O dano mais grave se dá no plano econômico, na medida em que se enfraquece a crença na estabilidade das regras, condição essencial para quem quer planejar o futuro e retomar investimentos.

Pior para o Brasil, Maranhão não está sozinho na patacoada. A falta de respeito institucional começa com a presidente Dilma. Secundada pelo advogado-geral da União, José Eduardo Cardozo, ela traz prejuízos ao país toda vez que recorre à esdrúxula tese do golpe.

Afinal, diante dessa retórica, é natural que estrangeiros passem a questionar a qualidade das instituições, embora elas tenham funcionado adequadamente.

Não se pode minimizar a importância dessa confiança para o crescimento. Um bom pedaço da desgraça econômica dos últimos anos deriva da destruição do ambiente de negócios, que passou a ser refém da vontade caprichosa da presidente e de seus ministros.

A enorme queda do PIB, que deve acumular perdas de 8% desde o início da recessão até o fim deste ano, resulta principalmente do colapso do investimento.

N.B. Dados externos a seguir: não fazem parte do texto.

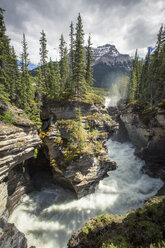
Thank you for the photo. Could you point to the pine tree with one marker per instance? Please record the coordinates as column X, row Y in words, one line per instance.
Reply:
column 51, row 81
column 71, row 49
column 43, row 54
column 89, row 59
column 58, row 78
column 64, row 64
column 25, row 90
column 79, row 66
column 39, row 86
column 14, row 76
column 4, row 49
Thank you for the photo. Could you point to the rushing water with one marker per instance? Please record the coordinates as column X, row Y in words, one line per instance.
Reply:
column 49, row 217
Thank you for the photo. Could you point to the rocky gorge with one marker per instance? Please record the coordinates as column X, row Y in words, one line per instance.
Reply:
column 77, row 168
column 146, row 130
column 21, row 173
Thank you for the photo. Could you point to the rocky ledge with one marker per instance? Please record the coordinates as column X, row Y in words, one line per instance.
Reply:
column 145, row 128
column 18, row 140
column 77, row 145
column 143, row 227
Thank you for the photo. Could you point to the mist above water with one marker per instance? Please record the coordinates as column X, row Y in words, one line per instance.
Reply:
column 50, row 216
column 118, row 91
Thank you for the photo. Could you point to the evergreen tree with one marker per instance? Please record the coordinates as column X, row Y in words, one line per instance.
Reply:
column 25, row 90
column 43, row 54
column 89, row 59
column 71, row 49
column 64, row 64
column 4, row 49
column 58, row 78
column 79, row 66
column 51, row 81
column 14, row 76
column 39, row 87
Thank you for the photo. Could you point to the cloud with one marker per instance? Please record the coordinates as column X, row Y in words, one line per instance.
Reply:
column 126, row 23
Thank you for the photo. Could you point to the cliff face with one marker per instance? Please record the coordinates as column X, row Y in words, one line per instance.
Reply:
column 146, row 130
column 137, row 228
column 79, row 169
column 148, row 136
column 17, row 145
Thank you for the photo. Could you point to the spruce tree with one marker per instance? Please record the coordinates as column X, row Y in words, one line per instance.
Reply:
column 25, row 88
column 71, row 49
column 58, row 78
column 43, row 54
column 79, row 66
column 4, row 49
column 89, row 59
column 51, row 81
column 64, row 65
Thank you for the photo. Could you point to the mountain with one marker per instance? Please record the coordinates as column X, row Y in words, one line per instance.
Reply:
column 109, row 65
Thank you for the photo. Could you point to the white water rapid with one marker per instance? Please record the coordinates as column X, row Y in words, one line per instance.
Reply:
column 49, row 217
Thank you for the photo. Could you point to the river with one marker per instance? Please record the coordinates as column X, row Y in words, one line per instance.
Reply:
column 48, row 217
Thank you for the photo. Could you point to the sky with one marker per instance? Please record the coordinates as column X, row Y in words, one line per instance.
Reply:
column 127, row 24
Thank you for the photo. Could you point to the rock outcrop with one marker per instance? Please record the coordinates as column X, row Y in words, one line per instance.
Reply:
column 17, row 144
column 10, row 236
column 146, row 130
column 79, row 170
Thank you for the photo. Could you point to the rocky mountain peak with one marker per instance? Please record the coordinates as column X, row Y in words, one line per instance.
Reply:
column 105, row 49
column 109, row 54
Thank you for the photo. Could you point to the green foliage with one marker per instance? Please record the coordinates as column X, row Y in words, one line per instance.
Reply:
column 6, row 117
column 116, row 242
column 147, row 81
column 79, row 60
column 92, row 98
column 90, row 59
column 43, row 53
column 35, row 153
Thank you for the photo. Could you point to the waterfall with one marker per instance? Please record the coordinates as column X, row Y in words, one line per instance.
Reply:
column 49, row 217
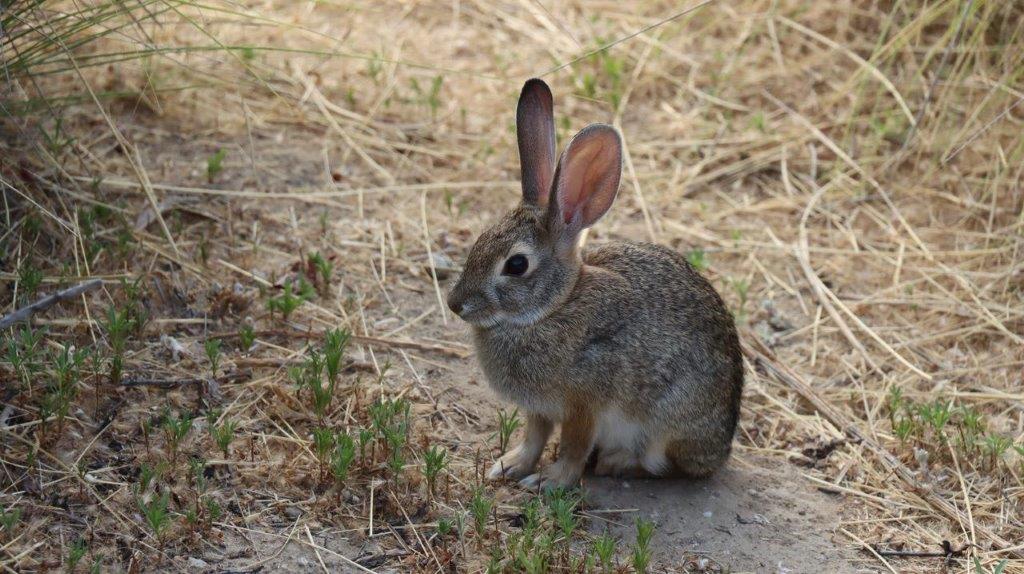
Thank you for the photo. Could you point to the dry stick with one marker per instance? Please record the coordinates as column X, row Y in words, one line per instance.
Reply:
column 45, row 303
column 826, row 297
column 871, row 69
column 761, row 356
column 366, row 340
column 430, row 258
column 657, row 24
column 827, row 141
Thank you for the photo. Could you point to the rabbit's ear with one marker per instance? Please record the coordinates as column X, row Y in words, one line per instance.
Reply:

Não é possível explicar a retração acentuada do crédito e da produção a não ser pela completa paralisia nas decisões de empresas e de consumidores.

Essa etapa precisa ficar para trás, e não ser reforçada por aventuras canhestras. Cumpre retomar padrões simples e provados, como previsibilidade de regras, boa regulação de mercados, abertura para a concorrência, controle da inflação e saúde das contas públicas.

É preciso, sobretudo, restaurar um princípio esquecido nos últimos anos, mas que foi fundamental em momentos importantes da vida nacional: o diálogo claro e direto com a sociedade a respeito dos problemas e das medidas que precisarão necessariamente ser adotadas. Somente assim se constroem instituições duradouras.